Although the mudgar was rarely used outside the akhara in North India, Dethe points out that in South India, the karlakattai by comparison appeared to be a larger part of daily life. “Like you will still find karlakattais at some homes. Or, you will meet people showing or talking to you about the karlakattai their grandparents owned,” she says.
What Dethe worries about as this equipment finds new audiences is people taking to it without any training and supervision. “There is a way to train in this art, and you just can’t take it and start swinging,” she says. Dethe refers to a system called meipadam, which consists of 1,500 dynamic movements that need to be synchronised using just body weight, which is what she trains her students under, before transitioning to the use of karlakattai. “karlakattai and gada are very intense in character. If your shoulders or back or knees aren’t ready, you will just end up causing injuries to yourself,” she says.

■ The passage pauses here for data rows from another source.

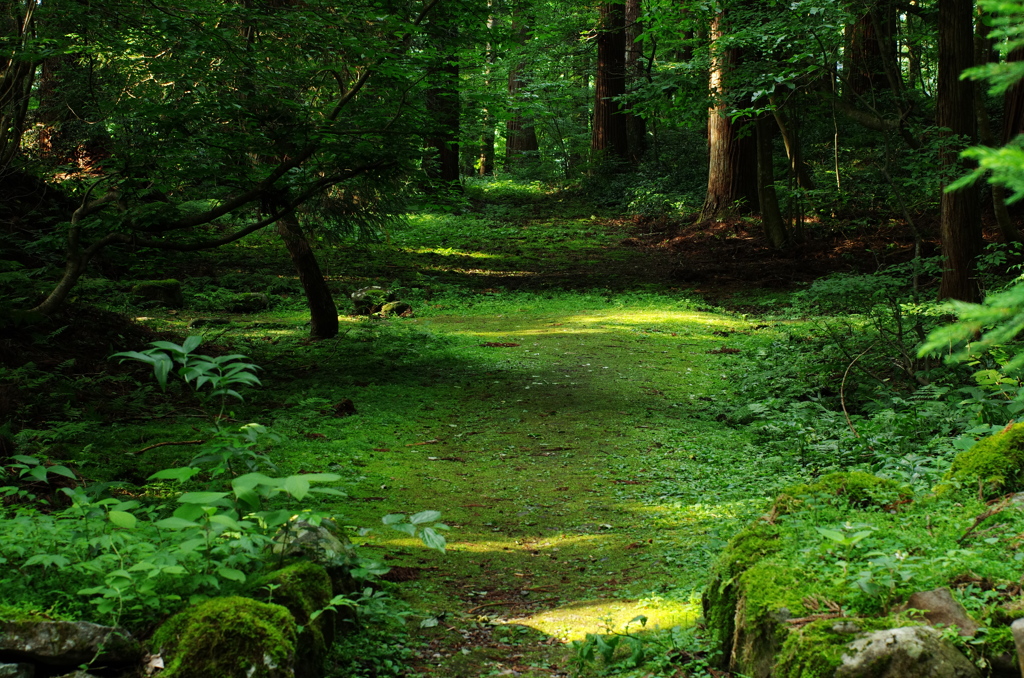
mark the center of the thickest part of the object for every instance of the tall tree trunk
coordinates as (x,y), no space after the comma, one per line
(16,77)
(520,135)
(794,152)
(771,216)
(609,133)
(960,226)
(442,103)
(983,53)
(636,127)
(323,312)
(732,150)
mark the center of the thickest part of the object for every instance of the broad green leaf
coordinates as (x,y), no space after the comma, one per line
(832,534)
(407,527)
(123,519)
(62,470)
(180,474)
(225,520)
(432,540)
(175,523)
(297,486)
(210,498)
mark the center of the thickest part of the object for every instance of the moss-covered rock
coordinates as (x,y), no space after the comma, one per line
(721,598)
(167,293)
(995,464)
(305,589)
(232,637)
(816,649)
(855,489)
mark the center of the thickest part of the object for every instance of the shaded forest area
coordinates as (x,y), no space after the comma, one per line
(777,207)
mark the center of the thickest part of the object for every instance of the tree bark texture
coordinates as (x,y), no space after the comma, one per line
(323,311)
(771,216)
(732,147)
(520,135)
(960,226)
(636,127)
(442,103)
(871,65)
(609,133)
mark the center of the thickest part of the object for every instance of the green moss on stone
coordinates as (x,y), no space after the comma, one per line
(855,489)
(816,649)
(304,588)
(756,542)
(228,638)
(996,463)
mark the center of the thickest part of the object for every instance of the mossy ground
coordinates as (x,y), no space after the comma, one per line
(554,395)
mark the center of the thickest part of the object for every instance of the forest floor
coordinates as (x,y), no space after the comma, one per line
(558,394)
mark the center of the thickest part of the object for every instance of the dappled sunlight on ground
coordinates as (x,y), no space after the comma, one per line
(574,621)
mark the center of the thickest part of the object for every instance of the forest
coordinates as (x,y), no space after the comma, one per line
(541,338)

Anjit Suhag, who along with his brother Sanjit, founded Mudgar Club, a startup that manufactures mudgars, points out that what makes it truly dynamic is that it offers something most other workouts lag. “People who work out in gyms don’t quite have the mobility, their bodies are always stiff. Get a guy who has been working out in a gym for five years to learn surfing. He will always struggle,” says Anjit. “Now in yoga, a practitioner will have flexibility, but not much strength at all.”
Anjit and his brother, originally from Haryana, moved to Dehradun, where they source the mahogany wood from which their mudgars are made. The two were featured, earlier this year, in an episode of Shark Tank India, the popular reality TV show where aspiring entrepreneurs pitch their business models to a panel of investors, which has led to even more interest, the brothers say, in this form of exercise.

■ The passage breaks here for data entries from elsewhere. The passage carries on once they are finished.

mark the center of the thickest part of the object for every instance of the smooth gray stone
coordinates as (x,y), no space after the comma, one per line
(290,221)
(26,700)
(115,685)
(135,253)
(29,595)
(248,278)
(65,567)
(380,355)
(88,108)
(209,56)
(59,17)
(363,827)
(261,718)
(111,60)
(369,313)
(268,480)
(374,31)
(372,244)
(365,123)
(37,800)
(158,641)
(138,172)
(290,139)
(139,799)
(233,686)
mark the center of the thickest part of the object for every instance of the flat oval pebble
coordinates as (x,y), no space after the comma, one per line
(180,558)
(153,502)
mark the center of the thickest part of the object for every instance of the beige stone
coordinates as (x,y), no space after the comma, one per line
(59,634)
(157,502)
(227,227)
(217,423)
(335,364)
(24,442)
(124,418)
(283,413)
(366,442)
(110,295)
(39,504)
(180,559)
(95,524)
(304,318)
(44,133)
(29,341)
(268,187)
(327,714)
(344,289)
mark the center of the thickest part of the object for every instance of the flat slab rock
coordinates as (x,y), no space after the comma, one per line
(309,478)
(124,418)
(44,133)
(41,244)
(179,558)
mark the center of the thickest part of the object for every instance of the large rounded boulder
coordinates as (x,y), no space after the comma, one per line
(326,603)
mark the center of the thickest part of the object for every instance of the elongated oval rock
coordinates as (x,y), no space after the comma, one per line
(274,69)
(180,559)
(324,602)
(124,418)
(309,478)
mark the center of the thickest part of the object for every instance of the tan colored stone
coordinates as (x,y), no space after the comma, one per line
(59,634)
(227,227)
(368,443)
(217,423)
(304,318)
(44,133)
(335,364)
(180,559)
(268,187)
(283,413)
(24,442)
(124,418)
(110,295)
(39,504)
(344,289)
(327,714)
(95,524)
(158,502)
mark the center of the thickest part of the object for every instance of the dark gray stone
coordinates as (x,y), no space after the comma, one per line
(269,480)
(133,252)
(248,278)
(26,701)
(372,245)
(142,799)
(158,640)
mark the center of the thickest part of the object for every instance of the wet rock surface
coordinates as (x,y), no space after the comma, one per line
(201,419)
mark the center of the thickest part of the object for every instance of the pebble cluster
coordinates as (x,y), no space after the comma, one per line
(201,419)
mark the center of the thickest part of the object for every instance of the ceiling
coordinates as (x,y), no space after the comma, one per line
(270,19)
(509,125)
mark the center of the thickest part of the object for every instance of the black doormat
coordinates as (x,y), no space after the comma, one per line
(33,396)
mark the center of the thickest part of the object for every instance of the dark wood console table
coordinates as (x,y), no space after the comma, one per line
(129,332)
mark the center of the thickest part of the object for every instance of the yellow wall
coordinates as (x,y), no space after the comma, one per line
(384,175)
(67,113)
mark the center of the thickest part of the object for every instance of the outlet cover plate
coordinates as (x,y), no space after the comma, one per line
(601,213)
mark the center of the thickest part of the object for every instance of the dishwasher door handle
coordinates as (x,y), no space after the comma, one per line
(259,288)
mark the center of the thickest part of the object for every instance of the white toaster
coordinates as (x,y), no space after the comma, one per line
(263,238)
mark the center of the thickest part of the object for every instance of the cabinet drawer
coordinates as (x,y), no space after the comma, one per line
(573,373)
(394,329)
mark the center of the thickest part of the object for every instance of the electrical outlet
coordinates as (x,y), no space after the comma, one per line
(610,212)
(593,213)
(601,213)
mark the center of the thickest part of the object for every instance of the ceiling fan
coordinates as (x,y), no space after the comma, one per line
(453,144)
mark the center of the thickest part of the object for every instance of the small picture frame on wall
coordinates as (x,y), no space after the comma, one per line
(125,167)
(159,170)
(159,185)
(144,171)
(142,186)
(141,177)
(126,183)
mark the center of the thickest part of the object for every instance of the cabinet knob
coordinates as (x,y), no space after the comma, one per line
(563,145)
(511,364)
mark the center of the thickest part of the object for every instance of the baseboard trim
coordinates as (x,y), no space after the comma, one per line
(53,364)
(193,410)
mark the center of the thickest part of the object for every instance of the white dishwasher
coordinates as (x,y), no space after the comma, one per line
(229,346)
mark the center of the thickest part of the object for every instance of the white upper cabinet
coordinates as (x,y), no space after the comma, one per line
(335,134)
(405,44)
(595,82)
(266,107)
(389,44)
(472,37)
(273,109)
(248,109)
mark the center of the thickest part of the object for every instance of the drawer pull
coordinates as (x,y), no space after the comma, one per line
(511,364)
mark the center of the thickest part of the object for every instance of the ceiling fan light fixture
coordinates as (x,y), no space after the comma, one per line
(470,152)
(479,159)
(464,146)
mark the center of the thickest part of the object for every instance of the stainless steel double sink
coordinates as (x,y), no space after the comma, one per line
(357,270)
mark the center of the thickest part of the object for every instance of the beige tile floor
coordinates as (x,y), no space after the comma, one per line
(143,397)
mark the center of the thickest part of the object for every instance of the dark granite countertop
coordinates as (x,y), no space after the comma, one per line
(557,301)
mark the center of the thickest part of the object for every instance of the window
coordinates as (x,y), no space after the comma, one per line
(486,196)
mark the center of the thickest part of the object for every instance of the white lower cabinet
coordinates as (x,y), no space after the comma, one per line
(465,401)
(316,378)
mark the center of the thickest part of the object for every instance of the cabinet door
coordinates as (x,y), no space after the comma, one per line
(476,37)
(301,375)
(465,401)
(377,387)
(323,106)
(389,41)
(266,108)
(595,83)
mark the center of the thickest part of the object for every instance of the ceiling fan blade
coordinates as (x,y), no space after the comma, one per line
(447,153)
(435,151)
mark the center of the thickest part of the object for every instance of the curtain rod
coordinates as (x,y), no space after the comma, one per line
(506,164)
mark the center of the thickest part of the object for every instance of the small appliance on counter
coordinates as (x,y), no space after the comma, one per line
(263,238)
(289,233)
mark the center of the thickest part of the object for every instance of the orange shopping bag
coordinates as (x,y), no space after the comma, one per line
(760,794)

The brothers’ interest in this equipment started when Anjit, who used to teach yoga, began to use the mudgar. “When I was into yoga, I was very flexible, but I did not have much strength. So I was always looking for something which would give me that. That’s how it began for me,” he says. But as he began to upload content around the use of the mudgar online, he realised the vast untapped interest in it. He also began to learn how poorly made most mudgars were in India. “Nobody makes good mudgars in India,” Anjit says while referring to a high-quality mudgar he once purchased from someone who manufactures them in the UK. “In India, they just take any wooden block, make it round and call it a mudgar,” he says.
The way Anjit looks at it, if startups such as his around the mudgar take off, they will not just have brought back a piece of ancient India, but also one that will bring immense benefit to people.
“I keep telling people, the mudgar is not just for a few, it is for everyone,” he says. “People are getting it now.